O peso desse segmento aumenta diante de um cenário eleitoral projetado como acirrado. Pesquisas recentes indicam uma disputa equilibrada entre os principais nomes colocados para a corrida presidencial, fazendo com que grupos específicos do eleitorado ganhem atenção especial nas estratégias políticas.
Levantamentos divulgados nas últimas semanas mostram que Lula mantém vantagem entre os eleitores mais velhos. Pesquisa Datafolha apontou que o presidente aparece à frente de Flávio Bolsonaro entre pessoas acima de 60 anos em um eventual segundo turno.
A campanha petista avalia que parte desse eleitorado mantém uma ligação histórica com os governos anteriores de Lula e pretende explorar a memória de políticas sociais e econômicas implementadas durante seus primeiros mandatos. A estratégia também envolve estimular a participação de idosos que podem enfrentar dificuldades de mobilidade ou menor interesse no processo eleitoral.
Durante a convenção nacional do PT, Lula afirmou que pretende ampliar ações voltadas à população idosa e destacou a necessidade de políticas públicas específicas para essa parcela da sociedade.
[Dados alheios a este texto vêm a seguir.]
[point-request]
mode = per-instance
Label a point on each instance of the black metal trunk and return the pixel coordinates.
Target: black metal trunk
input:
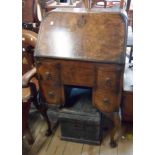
(81, 122)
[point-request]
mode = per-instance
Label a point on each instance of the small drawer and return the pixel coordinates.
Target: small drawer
(52, 95)
(78, 73)
(108, 79)
(49, 71)
(106, 102)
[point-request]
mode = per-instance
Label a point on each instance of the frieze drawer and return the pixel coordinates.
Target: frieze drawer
(107, 102)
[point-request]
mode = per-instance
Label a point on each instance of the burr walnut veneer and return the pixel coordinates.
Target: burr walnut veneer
(83, 47)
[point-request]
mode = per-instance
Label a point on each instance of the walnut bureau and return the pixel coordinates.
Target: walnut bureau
(81, 47)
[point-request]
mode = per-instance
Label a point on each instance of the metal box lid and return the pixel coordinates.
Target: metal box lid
(82, 34)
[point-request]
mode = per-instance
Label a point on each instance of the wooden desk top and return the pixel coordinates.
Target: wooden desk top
(80, 34)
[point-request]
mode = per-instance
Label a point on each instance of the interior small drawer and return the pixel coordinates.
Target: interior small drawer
(80, 74)
(106, 102)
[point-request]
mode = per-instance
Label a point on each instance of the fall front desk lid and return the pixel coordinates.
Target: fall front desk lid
(80, 34)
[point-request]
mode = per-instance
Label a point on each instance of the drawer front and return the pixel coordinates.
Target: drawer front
(78, 73)
(108, 78)
(52, 94)
(49, 80)
(106, 101)
(49, 73)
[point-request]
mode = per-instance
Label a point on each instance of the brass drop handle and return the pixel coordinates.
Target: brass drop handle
(106, 101)
(51, 94)
(48, 75)
(108, 82)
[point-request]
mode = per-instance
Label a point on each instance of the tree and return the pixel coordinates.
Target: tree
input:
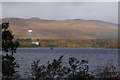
(9, 47)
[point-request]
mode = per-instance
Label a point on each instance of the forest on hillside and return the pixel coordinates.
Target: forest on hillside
(69, 43)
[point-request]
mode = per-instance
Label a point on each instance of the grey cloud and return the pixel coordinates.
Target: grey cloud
(105, 11)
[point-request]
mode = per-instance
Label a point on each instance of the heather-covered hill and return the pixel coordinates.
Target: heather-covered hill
(67, 29)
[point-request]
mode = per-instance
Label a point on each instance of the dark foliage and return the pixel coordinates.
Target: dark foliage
(9, 48)
(77, 70)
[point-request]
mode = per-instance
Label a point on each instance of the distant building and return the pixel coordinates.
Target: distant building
(30, 36)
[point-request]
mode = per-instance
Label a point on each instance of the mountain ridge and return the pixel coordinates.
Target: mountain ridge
(66, 29)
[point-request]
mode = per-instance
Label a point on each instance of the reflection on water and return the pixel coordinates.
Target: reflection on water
(95, 57)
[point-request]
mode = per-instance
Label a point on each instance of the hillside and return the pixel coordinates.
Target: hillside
(67, 29)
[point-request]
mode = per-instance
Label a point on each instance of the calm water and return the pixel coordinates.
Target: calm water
(95, 57)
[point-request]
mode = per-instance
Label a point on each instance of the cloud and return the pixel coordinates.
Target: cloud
(105, 11)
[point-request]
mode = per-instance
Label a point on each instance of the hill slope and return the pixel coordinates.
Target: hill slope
(67, 29)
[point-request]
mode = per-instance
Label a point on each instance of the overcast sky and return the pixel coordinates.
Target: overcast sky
(104, 11)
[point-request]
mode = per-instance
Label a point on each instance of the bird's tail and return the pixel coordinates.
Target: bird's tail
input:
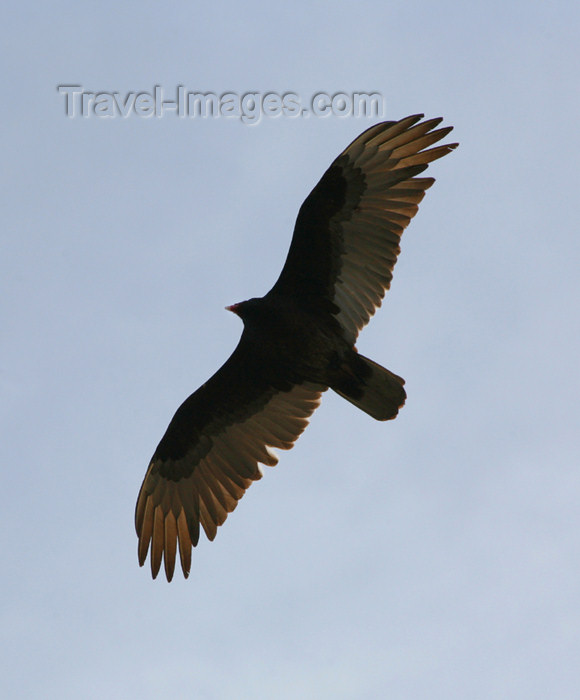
(370, 387)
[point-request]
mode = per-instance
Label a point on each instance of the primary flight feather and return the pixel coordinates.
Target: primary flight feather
(298, 341)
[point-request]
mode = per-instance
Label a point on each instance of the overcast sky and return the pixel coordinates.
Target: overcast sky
(428, 558)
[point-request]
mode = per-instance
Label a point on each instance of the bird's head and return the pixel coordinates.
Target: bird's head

Do outro lado, a campanha de Flávio Bolsonaro busca ampliar sua presença entre aposentados e idosos utilizando a imagem do deputado federal Alfredo Gaspar (PL-AL), escolhido como candidato a vice-presidente na chapa.
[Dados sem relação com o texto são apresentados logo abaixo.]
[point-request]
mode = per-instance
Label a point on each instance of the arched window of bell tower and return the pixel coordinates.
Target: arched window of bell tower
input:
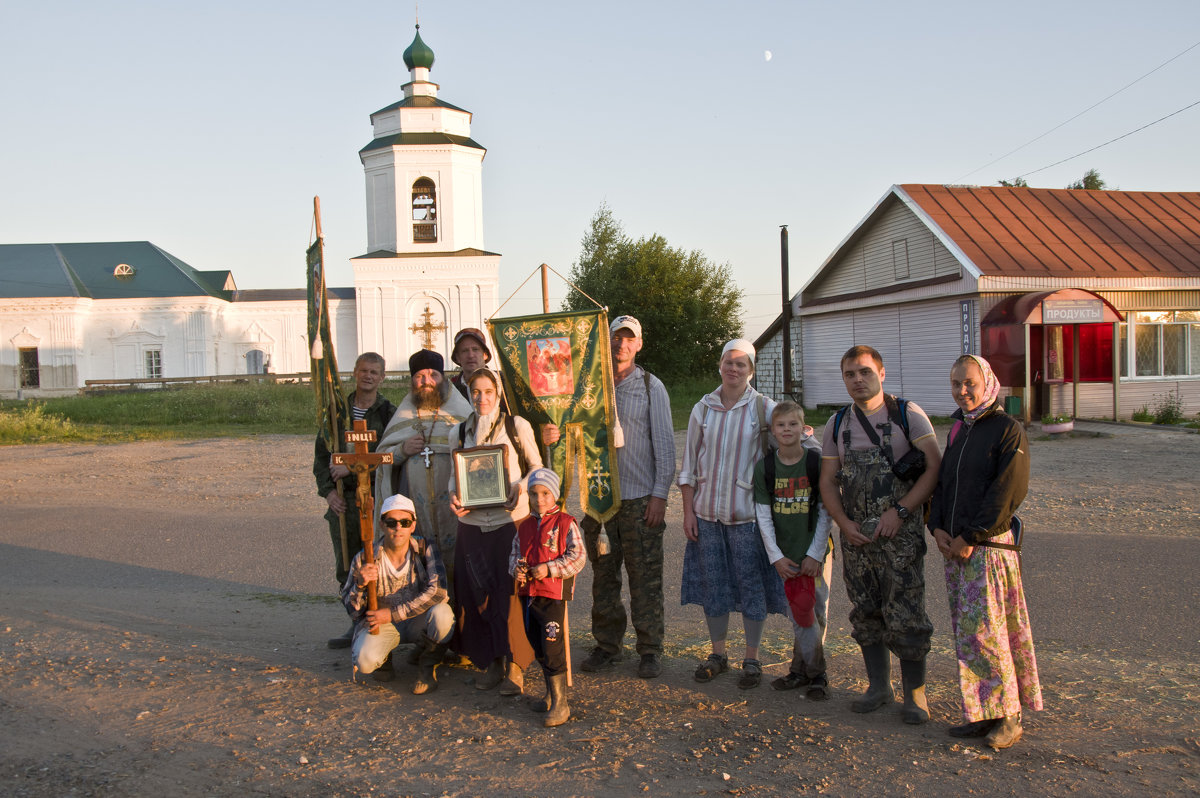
(425, 211)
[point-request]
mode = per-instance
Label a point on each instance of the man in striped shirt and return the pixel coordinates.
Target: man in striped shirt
(646, 468)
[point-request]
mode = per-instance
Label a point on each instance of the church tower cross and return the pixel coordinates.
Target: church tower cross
(429, 328)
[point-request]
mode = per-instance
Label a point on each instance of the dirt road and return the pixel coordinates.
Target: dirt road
(163, 609)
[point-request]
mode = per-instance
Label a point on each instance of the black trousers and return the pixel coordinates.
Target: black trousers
(546, 633)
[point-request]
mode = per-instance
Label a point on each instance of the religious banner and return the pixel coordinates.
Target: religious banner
(557, 369)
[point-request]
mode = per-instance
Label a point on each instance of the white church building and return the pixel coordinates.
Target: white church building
(72, 312)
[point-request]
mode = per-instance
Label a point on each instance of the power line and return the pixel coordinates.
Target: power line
(1079, 114)
(1111, 141)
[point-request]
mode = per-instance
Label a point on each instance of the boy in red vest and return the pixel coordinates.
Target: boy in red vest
(547, 552)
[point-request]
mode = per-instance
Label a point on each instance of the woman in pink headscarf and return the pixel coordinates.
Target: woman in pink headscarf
(984, 478)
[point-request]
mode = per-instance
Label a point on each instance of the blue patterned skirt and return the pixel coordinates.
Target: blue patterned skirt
(726, 570)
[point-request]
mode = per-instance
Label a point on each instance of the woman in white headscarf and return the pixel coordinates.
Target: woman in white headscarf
(483, 585)
(725, 567)
(984, 478)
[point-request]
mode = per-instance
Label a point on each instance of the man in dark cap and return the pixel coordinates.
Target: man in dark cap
(417, 437)
(365, 403)
(469, 353)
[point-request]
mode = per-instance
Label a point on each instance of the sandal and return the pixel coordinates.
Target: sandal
(751, 675)
(790, 682)
(711, 667)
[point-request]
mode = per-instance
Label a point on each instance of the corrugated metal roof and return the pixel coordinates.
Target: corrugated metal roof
(89, 270)
(421, 139)
(286, 294)
(1067, 233)
(420, 101)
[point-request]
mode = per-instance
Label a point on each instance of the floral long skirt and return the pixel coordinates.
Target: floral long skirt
(997, 670)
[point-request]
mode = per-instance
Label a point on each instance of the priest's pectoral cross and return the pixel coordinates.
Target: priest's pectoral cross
(599, 480)
(361, 463)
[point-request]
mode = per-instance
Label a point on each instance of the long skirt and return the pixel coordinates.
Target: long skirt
(726, 570)
(997, 670)
(484, 589)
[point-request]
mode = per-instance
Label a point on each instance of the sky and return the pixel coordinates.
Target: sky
(208, 129)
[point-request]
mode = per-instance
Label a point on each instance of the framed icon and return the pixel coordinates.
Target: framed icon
(480, 477)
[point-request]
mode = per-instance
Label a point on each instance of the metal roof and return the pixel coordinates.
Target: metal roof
(421, 139)
(1066, 232)
(90, 270)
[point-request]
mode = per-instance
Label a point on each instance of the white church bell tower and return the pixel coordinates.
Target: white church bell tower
(425, 274)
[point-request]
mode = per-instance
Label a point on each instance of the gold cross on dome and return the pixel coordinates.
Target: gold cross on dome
(429, 328)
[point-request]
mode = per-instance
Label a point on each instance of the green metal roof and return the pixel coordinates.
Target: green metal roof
(401, 139)
(418, 53)
(88, 270)
(420, 101)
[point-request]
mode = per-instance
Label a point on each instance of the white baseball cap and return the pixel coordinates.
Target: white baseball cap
(628, 323)
(397, 502)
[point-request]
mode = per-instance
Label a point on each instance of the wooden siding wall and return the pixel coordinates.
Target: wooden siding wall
(869, 265)
(1096, 399)
(918, 343)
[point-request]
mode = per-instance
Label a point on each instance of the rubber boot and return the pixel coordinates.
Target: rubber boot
(544, 703)
(879, 673)
(916, 707)
(514, 681)
(492, 676)
(1005, 733)
(558, 708)
(427, 667)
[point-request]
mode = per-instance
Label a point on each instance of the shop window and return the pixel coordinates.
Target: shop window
(1165, 343)
(30, 370)
(900, 258)
(153, 364)
(255, 363)
(425, 211)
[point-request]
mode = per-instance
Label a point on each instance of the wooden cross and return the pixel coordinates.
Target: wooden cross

Gaspar ganhou projeção nacional como relator da Comissão Parlamentar Mista de Inquérito (CPMI) que investigou descontos indevidos em benefícios do Instituto Nacional do Seguro Social (INSS). A equipe do senador pretende associar sua atuação na comissão à defesa dos aposentados e ao combate a fraudes contra beneficiários.
A investigação sobre descontos não autorizados em aposentadorias e pensões revelou suspeitas envolvendo um esquema que teria movimentado bilhões de reais entre 2019 e 2024. O tema se tornou uma das principais pautas exploradas pela oposição contra o governo federal.
Ao anunciar Gaspar como vice, Flávio Bolsonaro afirmou que o deputado teve atuação de destaque na defesa dos aposentados durante a CPMI do INSS.
A escolha do vice também ocorre em meio à tentativa da campanha do PL de ampliar sua inserção em segmentos onde enfrenta maiores dificuldades. Antes da definição, aliados de Flávio avaliavam a possibilidade de escolher uma mulher para compor a chapa, especialmente para melhorar o desempenho entre o eleitorado feminino.
Apesar disso, a campanha optou por um nome ligado ao debate sobre aposentadorias e combate a fraudes, apostando que o tema pode aproximar o senador de um público considerado estratégico.
A disputa pelo voto dos idosos deve permanecer como uma das principais frentes da eleição presidencial. Com quase um quarto do eleitorado brasileiro concentrado nessa faixa etária, a capacidade das campanhas de dialogar com esse grupo poderá influenciar diretamente o resultado de uma corrida marcada pela busca por cada voto.